I settled on making Fruity Oaty Bars, and they did not disappoint. I was a little leery at first, because the recipe calls for both brown rice syrup and barley malt syrup, but the bars aren’t too sweet at all (or sticky, which is a problem with some granola bars). They don’t jack up my blood sugar, either. The benefits of using unrefined sugar, represent. They were very easy to make, with the only minor annoyance being chopping the dried apples. But whatever, you’re probably tougher than I am and don’t mind hacking through desiccated fruit. After that, it’s a veritable orgy of mixing and smushing and squishing everything into a baking pan before shoving it into the oven and digging oatmeal out from under your fingernails.
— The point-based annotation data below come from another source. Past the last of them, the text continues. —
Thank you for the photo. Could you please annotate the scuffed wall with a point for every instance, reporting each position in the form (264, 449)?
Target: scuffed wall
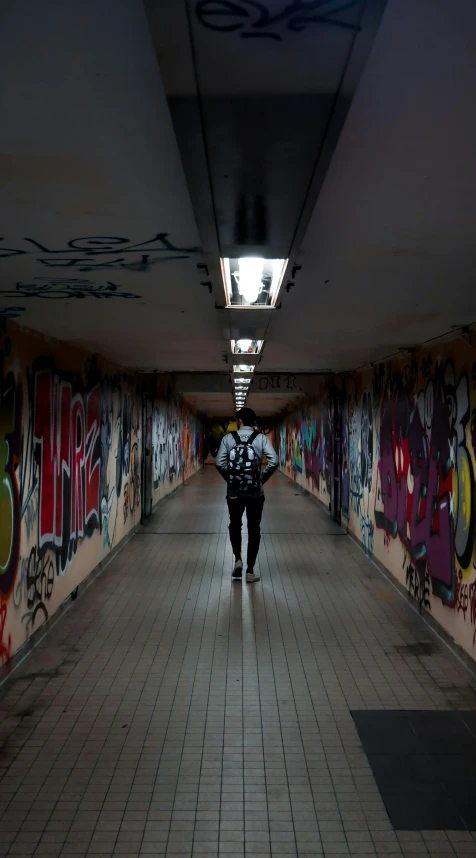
(71, 471)
(177, 444)
(305, 444)
(407, 475)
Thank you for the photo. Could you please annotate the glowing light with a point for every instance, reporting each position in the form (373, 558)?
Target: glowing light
(244, 345)
(249, 277)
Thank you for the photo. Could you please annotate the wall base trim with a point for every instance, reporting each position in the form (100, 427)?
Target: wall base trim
(434, 626)
(42, 631)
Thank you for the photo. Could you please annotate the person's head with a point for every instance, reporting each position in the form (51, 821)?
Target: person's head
(246, 417)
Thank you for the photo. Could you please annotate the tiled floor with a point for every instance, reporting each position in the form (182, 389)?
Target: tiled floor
(171, 712)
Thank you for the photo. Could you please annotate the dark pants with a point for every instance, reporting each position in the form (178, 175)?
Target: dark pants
(254, 511)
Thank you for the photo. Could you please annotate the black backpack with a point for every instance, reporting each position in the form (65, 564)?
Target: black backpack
(244, 466)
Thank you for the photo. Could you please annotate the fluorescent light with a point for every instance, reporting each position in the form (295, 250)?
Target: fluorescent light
(244, 345)
(249, 277)
(279, 267)
(226, 274)
(251, 281)
(250, 347)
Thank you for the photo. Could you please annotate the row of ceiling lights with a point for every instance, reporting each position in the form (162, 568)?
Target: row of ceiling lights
(250, 282)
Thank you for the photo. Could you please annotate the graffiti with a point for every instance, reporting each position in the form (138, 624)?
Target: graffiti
(64, 288)
(367, 533)
(10, 423)
(458, 399)
(281, 382)
(417, 587)
(159, 446)
(125, 506)
(11, 312)
(87, 254)
(35, 586)
(366, 443)
(426, 475)
(134, 479)
(67, 447)
(252, 19)
(355, 469)
(5, 645)
(345, 487)
(177, 442)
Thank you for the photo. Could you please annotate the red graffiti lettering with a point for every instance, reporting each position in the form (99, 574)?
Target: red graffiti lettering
(416, 480)
(5, 646)
(66, 440)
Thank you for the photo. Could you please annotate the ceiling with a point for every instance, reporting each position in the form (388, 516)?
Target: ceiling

Half an hour or so later, you have 16 delicious little breakfasts waiting for you.

What’s in here? Apples, cranberries, ground flax, sesame seeds, pepitas, oats, cinnamon....

For my first batch, I stuck close to the recipe and only used apples and cranberries, which seemed like a safe combo. The second time around, I found some stray dried blueberries, maybe a quarter-cup, and tossed those in as well. They added a nice little something, so if you like blueberries, go for it. I’m sure they’d be extra-awesome with chocolate chips, but that might skew away from the wholesome aspect.

Here’s where my newfound obsession with parchment paper comes in. For batch #1, I lined the pan with my old standby, aluminum foil. It worked fine. I always thought that parchment paper was an extravagance I didn’t need; after all, what could it possibly do that foil couldn’t do better and, well, shinier? I like shiny. Ask my husband. Still, we ended up buying parchment paper out of curiosity and I gave it a try with batch #2. You probably already know this, my lovelies, but it is SO WORTH IT. You don’t have to grease anything. It’s amazing. It’s so easy. It’s even compostable. Once your bars have cooled, just lift that paper out of there and you’re good to go. Parchment paper, I love you. I even suspect that I can reuse you after baking non-greasy cookies, like dog treats.

Um, so evidently I have kind of a thing for parchment paper now, but you’ve always known I was a little weird. These tasty little granola bars are incredible, and you should make them. (Hint: Search on Google Books. Maybe that’s cheating, I don’t know. Take it up with Google.) I thought a single bar wouldn’t fill me up, but it totally does. I’ve given the recipe to two omni coworkers, both of whom are stoked to try them.

Best of all, they are perfect with coffee. Good morning, indeed.